En el siglo XV los japoneses hicieron del Té, una religión: el Teísmo. El teísmo es un culto para adorar lo bello, de entre la vulgaridad cotidiana. Es, a partir de la magia de la sencillez y la frugalidad, hacer un himno a la pureza y la armonía de una reunión social o familiar imperfecta pero purificadora.
La ceremonia del té deja patente que el bienestar está en lo simple y económico no en
lo complejo ni en el despilfarro, en lo saludable e higiénico, no en el exceso de la gula. Pero por sobre todas las cosas, enaltece una verdadera democracia y fraternidad entre los seres humanos y paradójicamente, una aristocracia basada en el buen gusto de lo sencillo y natural.
Más tarde me alejé por muchos años del té y las infusiones al tiempo que me alejaba de la mezclilla tan inapropiada para profesionistas que atienden juntas, reuniones con Ejecutivos, autoridades, y colegas exitosos. La mezclilla hace 40 años, dividía a los humanos según su condición social. Hoy no es así.
Con el tiempo los trajes de casimir, y accesorios indispensables empezaron a pesarme tanto como la deshidratación que me provocaba el café así como la molestia de cobrar conciencia a mi alrededor de que el otrora simple, austero y reconfortante café de casa o cafetería se había convertido con rapidez sorprendente en factor importante de auto estima, status, aceptación social, que divide, no acerca pues pocos pueden pagar $40 y más por un café cremoso.
De pronto el café, aún en nuestro país de tradición cafetalera, se volvió en un signo dea aristocracia, pero no al modo japonés, el aristos de la sencillez que une, sino en el aristos del status que da excluir a los que no pueden comprar un café de $40. Cada uno decide su bebida, sus preferencias, solo los exhorto a que lo hagan en libertad y conciencia.
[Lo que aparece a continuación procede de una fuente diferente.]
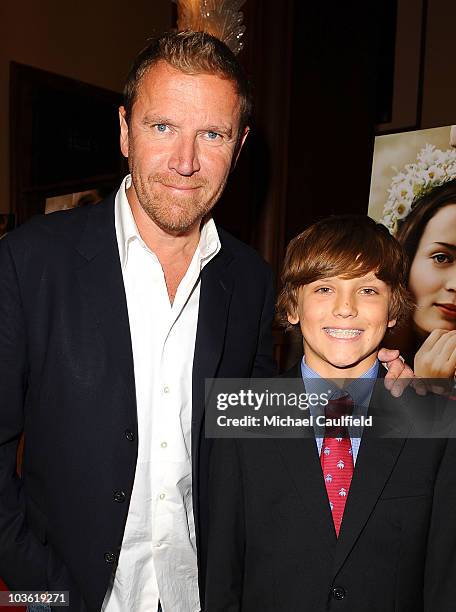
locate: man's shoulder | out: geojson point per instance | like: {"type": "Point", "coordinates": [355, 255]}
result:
{"type": "Point", "coordinates": [241, 251]}
{"type": "Point", "coordinates": [58, 230]}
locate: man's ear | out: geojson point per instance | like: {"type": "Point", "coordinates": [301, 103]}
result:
{"type": "Point", "coordinates": [123, 131]}
{"type": "Point", "coordinates": [239, 146]}
{"type": "Point", "coordinates": [292, 318]}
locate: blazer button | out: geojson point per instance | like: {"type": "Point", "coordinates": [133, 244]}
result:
{"type": "Point", "coordinates": [110, 557]}
{"type": "Point", "coordinates": [119, 497]}
{"type": "Point", "coordinates": [338, 592]}
{"type": "Point", "coordinates": [129, 435]}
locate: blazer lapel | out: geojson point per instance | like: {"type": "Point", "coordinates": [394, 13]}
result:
{"type": "Point", "coordinates": [376, 460]}
{"type": "Point", "coordinates": [100, 276]}
{"type": "Point", "coordinates": [215, 296]}
{"type": "Point", "coordinates": [302, 462]}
Volví al té. Los antioxidantes del té verde, el aroma seductor de una infusión de guayaba con canela, o de una menta que cultivo en una maceta que riego cada tres días y que compré por $8, junto con sendos vasos de agua simple que bendigo cada día y que me han devuelto la energía, hidratación y funcionalidad que había perdido con lácteos, cafeína y azúcares, son un regalo de la naturaleza, de mi conciencia y amor por lo simple. Me acompañan a donde quiera que voy, pero lo que más aprecio es lo que ninguna franquicia te puede vender, que los japoneses supieron atesorar, y que yo, de entre el mitote –en el sentido tolteca- urbano en el que vivimos sin parar, pude encontrar: el tiempo para disfrutar, sentada y en compañía, una taza de té, simple y llana, casera y con una elegancia y humildad que, verdaderamente creo, ennoblece, pues eleva la conciencia de lo que es la esencia del ser humano: amor y libertad.
También volví a la mezclilla que encuentro ahora cómoda, versátil, linda por simple y que me acerca a los demás: a los jóvenes para los que no hay otro material posible para hacer pantalones; al trabajador de la urbe y del campo, a hombres y mujeres por igual, pues la mezclilla es mezclilla, sea de tianguis o de diseñador.
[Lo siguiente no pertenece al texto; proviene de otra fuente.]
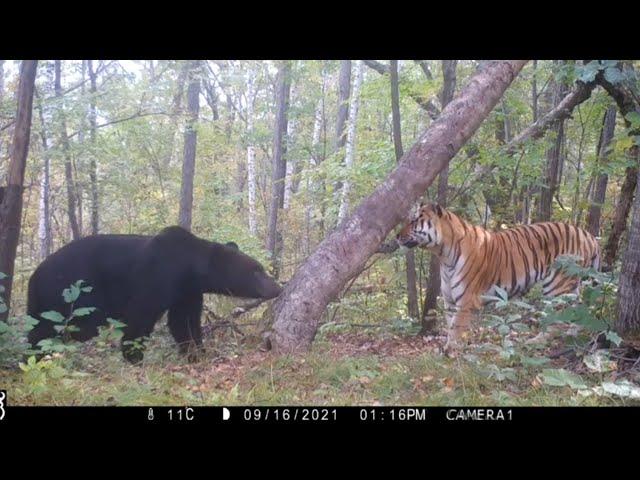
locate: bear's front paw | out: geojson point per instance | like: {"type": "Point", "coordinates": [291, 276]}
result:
{"type": "Point", "coordinates": [193, 352]}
Y con mezclillas y té en mano y el sol detrás, me río de los que hubiesen querido programarme y lo siguen intentando por todos los medios (hasta el cascarón del huevo será ya un medio para publicitar marcas) para que desee comprar lo que ellos quieren que compre, para que necesite a diario lo que hasta ahora no he necesitado, para que mi autoestima, dignidad y felicidad dependan de desear consumir una y otra vez.
Y yo les digo consuman lo que ustedes decidan, lo que los acerque a niveles superiores de humanidad, ejerzan su libertad a cada momento. No sean vasallos ni tiranos, no sobajen ni se sometan. Busquen su esencia que no está en consumir para ser.
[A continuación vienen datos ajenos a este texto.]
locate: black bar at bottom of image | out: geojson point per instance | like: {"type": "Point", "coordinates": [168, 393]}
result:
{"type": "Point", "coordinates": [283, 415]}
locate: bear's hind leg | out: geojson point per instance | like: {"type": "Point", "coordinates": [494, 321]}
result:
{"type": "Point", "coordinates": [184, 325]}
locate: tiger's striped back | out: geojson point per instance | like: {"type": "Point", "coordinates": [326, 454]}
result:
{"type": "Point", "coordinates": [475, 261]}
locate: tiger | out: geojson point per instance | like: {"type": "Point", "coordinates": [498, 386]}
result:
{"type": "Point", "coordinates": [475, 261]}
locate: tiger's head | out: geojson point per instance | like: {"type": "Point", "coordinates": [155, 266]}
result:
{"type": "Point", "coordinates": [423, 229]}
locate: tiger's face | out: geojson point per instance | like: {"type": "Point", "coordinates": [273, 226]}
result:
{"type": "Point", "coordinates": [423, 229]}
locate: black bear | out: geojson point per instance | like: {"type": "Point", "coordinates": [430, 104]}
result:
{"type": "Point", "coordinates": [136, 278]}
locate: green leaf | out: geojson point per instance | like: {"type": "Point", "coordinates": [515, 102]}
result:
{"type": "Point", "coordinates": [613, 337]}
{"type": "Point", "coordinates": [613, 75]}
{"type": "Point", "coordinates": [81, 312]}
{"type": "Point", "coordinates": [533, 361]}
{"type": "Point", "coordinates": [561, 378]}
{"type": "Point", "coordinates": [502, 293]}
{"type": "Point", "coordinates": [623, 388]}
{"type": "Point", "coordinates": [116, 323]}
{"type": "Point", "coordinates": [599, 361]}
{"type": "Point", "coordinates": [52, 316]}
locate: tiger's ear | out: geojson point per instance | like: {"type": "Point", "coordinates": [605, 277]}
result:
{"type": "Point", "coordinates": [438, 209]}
Sean amos y señores, amas y señoras, no títeres ni emuladores. Emular lo que hacen otros para ser aceptados en sociedad no los hará más felices ni más respetables. Es una falsa y esclavizante ilusión pues el truco del consumismo está en jamás satisfacer necesidades, sino crear nuevas, todos los días, de modo que es una banda sin fin, una trampa en movimiento, que desafortunadamente solo descubrimos y esquivamos con la madurez y la introspección, la conciencia, con la búsqueda de la esencia de nosotros mismos, de nuestra felicidad, de nuestra razón de existir aquí y ahora.